Even with the sharply negative effects of the pandemic, its most recent quarterly revenue grew faster than 20% year over year to reach $734.1 million in the third quarter. $113.4 million of this revenue comes from sales and maintenance contracts for dental imaging systems, meaning that it’s recurring. Recurring revenue is favorable because it’s sticky, and doesn’t require much additional spending to maintain.

Buffett’s points of concern

Buffett probably wouldn’t appreciate the company’s habitual need to spend on research and development (R&D), even though such expenditures only amounted to 6.5% of its revenue in 2019. It’s hard to see how it could cut down on this spending while still advancing its product’s technology. Nor would he like Align’s capital expenditures, which vary significantly from quarter to quarter. Some capital expenditure is necessary, but Buffett’s preference is for highly predictable and minimal spending.

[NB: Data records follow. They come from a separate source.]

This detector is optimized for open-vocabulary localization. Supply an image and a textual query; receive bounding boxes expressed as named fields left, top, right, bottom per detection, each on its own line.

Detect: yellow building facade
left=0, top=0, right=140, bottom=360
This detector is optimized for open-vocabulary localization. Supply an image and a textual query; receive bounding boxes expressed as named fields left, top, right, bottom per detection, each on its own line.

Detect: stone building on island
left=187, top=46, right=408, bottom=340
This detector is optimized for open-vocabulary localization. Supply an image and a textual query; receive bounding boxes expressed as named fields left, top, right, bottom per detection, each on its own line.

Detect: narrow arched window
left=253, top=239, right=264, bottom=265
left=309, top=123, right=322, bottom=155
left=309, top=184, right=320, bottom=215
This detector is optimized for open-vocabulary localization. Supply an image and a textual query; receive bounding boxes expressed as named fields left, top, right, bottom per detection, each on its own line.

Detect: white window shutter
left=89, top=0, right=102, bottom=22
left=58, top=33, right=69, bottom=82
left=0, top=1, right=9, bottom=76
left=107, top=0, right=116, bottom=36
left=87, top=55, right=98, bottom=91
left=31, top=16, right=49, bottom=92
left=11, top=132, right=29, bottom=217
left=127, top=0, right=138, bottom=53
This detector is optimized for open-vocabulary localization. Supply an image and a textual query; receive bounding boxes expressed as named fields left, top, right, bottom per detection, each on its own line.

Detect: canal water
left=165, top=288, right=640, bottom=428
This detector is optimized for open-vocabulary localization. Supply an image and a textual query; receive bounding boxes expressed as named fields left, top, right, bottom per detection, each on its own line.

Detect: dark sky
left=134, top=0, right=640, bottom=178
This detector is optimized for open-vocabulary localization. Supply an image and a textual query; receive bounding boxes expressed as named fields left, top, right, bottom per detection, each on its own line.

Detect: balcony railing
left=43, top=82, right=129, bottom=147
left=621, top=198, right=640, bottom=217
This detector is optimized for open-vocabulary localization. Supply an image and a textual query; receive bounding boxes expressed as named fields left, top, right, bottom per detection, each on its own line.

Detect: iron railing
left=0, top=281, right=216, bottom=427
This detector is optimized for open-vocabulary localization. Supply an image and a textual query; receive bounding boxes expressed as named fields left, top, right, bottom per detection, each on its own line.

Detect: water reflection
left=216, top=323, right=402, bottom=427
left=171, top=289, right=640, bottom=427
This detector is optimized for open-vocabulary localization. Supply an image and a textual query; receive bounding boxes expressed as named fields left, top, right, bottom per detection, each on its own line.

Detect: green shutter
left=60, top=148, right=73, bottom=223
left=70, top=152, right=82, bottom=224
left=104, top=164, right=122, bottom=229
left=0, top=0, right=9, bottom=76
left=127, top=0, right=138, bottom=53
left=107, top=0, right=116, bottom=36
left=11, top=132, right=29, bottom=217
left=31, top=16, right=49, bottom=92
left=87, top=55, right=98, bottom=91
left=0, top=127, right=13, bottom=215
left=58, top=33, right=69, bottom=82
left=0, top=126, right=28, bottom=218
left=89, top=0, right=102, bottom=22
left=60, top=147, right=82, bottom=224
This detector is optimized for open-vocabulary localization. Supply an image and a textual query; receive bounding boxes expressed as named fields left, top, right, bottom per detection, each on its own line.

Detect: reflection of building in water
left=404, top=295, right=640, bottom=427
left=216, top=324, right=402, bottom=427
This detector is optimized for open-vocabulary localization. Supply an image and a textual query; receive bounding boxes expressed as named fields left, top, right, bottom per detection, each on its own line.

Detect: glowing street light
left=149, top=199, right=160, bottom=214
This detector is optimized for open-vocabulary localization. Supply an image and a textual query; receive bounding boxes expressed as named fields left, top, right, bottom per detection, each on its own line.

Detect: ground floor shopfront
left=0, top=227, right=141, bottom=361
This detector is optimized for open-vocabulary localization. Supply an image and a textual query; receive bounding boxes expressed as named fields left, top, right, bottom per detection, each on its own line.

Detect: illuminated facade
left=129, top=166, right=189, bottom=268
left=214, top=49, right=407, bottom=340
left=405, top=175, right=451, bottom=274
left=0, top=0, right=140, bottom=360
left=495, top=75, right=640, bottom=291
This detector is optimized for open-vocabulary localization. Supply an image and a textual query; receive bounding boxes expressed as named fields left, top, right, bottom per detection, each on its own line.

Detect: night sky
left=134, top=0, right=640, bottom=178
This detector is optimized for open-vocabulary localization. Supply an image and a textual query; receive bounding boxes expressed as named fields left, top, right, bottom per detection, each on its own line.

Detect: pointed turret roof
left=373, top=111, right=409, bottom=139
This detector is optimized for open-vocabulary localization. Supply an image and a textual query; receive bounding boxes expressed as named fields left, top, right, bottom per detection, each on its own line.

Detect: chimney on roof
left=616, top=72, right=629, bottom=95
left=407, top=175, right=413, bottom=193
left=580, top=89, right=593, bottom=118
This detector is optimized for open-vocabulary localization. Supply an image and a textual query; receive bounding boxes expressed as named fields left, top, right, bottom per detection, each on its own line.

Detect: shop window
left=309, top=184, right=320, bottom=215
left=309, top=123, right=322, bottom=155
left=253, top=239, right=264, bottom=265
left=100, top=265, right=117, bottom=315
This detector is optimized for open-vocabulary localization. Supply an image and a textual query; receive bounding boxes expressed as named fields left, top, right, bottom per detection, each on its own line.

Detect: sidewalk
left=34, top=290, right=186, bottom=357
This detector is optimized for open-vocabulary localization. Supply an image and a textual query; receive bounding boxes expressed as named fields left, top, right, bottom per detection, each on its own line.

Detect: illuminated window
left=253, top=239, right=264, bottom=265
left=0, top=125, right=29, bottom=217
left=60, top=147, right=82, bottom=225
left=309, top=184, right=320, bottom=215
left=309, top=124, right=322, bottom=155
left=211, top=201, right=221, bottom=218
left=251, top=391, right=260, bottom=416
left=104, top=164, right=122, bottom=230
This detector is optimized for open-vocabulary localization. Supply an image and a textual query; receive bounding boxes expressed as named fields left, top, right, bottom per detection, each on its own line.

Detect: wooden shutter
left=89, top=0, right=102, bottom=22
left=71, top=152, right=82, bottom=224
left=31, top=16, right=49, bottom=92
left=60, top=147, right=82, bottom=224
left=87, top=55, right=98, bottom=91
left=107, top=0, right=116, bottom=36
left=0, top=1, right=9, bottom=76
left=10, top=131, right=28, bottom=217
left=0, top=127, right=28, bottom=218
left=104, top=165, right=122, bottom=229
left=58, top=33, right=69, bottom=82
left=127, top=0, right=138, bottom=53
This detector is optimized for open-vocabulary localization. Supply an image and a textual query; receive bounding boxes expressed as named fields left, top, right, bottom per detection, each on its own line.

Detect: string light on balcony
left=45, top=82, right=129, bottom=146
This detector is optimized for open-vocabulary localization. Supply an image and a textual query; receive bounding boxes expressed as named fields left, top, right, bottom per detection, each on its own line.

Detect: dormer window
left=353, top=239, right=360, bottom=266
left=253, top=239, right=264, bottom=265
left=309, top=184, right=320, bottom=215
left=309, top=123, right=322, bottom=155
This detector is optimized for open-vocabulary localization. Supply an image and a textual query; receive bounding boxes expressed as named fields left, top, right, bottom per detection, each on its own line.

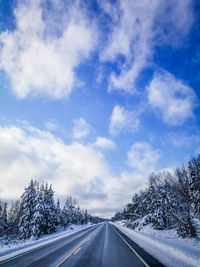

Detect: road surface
left=0, top=223, right=163, bottom=267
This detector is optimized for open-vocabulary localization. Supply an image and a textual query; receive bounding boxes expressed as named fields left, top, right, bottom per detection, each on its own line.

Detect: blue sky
left=0, top=0, right=200, bottom=217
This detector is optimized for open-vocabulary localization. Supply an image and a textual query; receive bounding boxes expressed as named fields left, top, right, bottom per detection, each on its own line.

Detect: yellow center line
left=56, top=228, right=99, bottom=267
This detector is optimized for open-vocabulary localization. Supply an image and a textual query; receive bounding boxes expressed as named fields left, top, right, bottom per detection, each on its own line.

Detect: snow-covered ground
left=0, top=223, right=95, bottom=261
left=113, top=221, right=200, bottom=267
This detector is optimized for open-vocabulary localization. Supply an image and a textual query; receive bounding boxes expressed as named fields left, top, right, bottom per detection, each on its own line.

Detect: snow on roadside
left=0, top=223, right=94, bottom=261
left=112, top=221, right=200, bottom=267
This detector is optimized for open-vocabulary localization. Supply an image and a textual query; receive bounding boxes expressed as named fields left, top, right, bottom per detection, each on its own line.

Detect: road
left=0, top=223, right=163, bottom=267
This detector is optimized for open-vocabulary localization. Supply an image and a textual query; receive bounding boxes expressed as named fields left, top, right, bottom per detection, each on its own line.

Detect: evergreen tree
left=19, top=180, right=36, bottom=239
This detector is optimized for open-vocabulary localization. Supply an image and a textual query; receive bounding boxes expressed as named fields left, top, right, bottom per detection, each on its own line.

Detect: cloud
left=109, top=105, right=140, bottom=135
left=100, top=0, right=193, bottom=93
left=128, top=142, right=160, bottom=174
left=0, top=126, right=108, bottom=208
left=0, top=0, right=98, bottom=99
left=94, top=136, right=116, bottom=149
left=73, top=118, right=91, bottom=139
left=147, top=71, right=196, bottom=125
left=0, top=123, right=161, bottom=216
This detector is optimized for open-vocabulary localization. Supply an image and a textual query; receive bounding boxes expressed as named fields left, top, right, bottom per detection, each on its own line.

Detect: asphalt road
left=0, top=223, right=163, bottom=267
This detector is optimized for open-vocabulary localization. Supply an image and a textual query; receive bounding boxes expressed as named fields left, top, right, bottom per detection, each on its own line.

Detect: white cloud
left=128, top=142, right=160, bottom=174
left=73, top=118, right=91, bottom=139
left=147, top=71, right=196, bottom=125
left=94, top=136, right=116, bottom=149
left=0, top=123, right=161, bottom=216
left=0, top=0, right=98, bottom=98
left=101, top=0, right=193, bottom=93
left=109, top=105, right=140, bottom=135
left=45, top=120, right=60, bottom=131
left=0, top=123, right=108, bottom=205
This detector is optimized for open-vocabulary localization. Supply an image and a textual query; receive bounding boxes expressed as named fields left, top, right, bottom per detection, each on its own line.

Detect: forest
left=0, top=180, right=102, bottom=242
left=112, top=155, right=200, bottom=238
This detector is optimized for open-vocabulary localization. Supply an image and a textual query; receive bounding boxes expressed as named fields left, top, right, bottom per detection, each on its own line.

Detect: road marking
left=74, top=247, right=81, bottom=255
left=0, top=225, right=95, bottom=265
left=112, top=226, right=151, bottom=267
left=56, top=228, right=99, bottom=267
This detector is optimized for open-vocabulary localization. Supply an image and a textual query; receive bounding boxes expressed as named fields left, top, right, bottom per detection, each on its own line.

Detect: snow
left=0, top=223, right=94, bottom=262
left=112, top=221, right=200, bottom=267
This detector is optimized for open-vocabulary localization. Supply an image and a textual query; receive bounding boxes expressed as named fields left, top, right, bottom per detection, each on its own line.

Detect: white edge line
left=112, top=226, right=151, bottom=267
left=0, top=225, right=96, bottom=265
left=56, top=228, right=101, bottom=267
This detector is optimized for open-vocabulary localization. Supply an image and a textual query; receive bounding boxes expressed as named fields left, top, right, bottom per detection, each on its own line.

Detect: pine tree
left=188, top=158, right=200, bottom=218
left=19, top=180, right=36, bottom=239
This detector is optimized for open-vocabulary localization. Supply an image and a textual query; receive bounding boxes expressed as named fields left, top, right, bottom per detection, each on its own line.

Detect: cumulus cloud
left=128, top=142, right=160, bottom=174
left=73, top=117, right=91, bottom=139
left=147, top=71, right=196, bottom=125
left=0, top=0, right=98, bottom=98
left=94, top=136, right=116, bottom=149
left=101, top=0, right=193, bottom=93
left=0, top=123, right=108, bottom=205
left=0, top=123, right=162, bottom=216
left=109, top=105, right=140, bottom=135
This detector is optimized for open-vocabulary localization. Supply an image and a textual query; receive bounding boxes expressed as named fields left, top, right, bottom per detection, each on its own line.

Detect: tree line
left=0, top=180, right=101, bottom=240
left=112, top=155, right=200, bottom=238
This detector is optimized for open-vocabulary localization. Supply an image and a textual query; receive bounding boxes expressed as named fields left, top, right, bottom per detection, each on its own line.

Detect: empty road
left=0, top=223, right=163, bottom=267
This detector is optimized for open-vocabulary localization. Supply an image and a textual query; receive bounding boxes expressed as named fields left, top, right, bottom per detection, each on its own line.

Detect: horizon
left=0, top=0, right=200, bottom=219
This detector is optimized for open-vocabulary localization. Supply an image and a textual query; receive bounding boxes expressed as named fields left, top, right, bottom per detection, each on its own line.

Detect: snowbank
left=0, top=223, right=94, bottom=261
left=112, top=222, right=200, bottom=267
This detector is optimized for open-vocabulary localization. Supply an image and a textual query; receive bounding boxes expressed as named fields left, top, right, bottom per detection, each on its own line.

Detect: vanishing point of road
left=0, top=222, right=163, bottom=267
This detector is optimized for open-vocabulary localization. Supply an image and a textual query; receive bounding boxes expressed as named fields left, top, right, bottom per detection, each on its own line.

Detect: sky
left=0, top=0, right=200, bottom=217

Buffett might also be leery about its rapidly rising operating expenses, which rose 15% year over year in the most recent quarter. And, while it isn’t necessarily a huge red flag, free cash flows have contracted slightly over the last year.

Most of all, he’d zoom in on Align’s perpetually high selling, general, and administrative (SG&A) expenses. Last year, 44.5% of revenue went to SG&A, and 2018’s sum was very similar. This includes everything from the cost of labor to spending on marketing — and it’s that last item that is the company’s lifeblood. Without its sophisticated digital marketing campaigns targeting teens, their parents, and adults seeking to straighten their teeth, sales revenue would probably drop sharply. The Invisalign brand simply isn’t strong enough yet to drive the success of the entire business without additional investments in marketing.

Finally, I anticipate that Buffett wouldn’t like much about the teeth straightener market itself. Invisalign costs around $5,000 for a twelve-month course of treatment, which is pricey for many consumers. So, while competition may not have been a major factor in the market for quite some time, there’s plenty of room for new entrants to offer a low-cost alternative. As a result, Align is already starting to face growing competition for market share, with around a dozen smaller competitors offering broadly comparable products. Many of these competitors, like SmileDirectClub, entered the market in the last six years. Down the line, it’s all but guaranteed that profit margins will start to contract as the battle heats up.

My take on Buffett’s verdict

Despite its virtues, Buffett would probably pass on Align Technology. Its heavy reliance on marketing spending and the rising level of competition in its industry point to falling profit margins in the long term. And despite its marketing efforts, the company’s brand isn’t yet strong enough to defend against competitors that may be able to undercut its prices. As long as people care about straight and healthy teeth, Align will have to fend off competitors.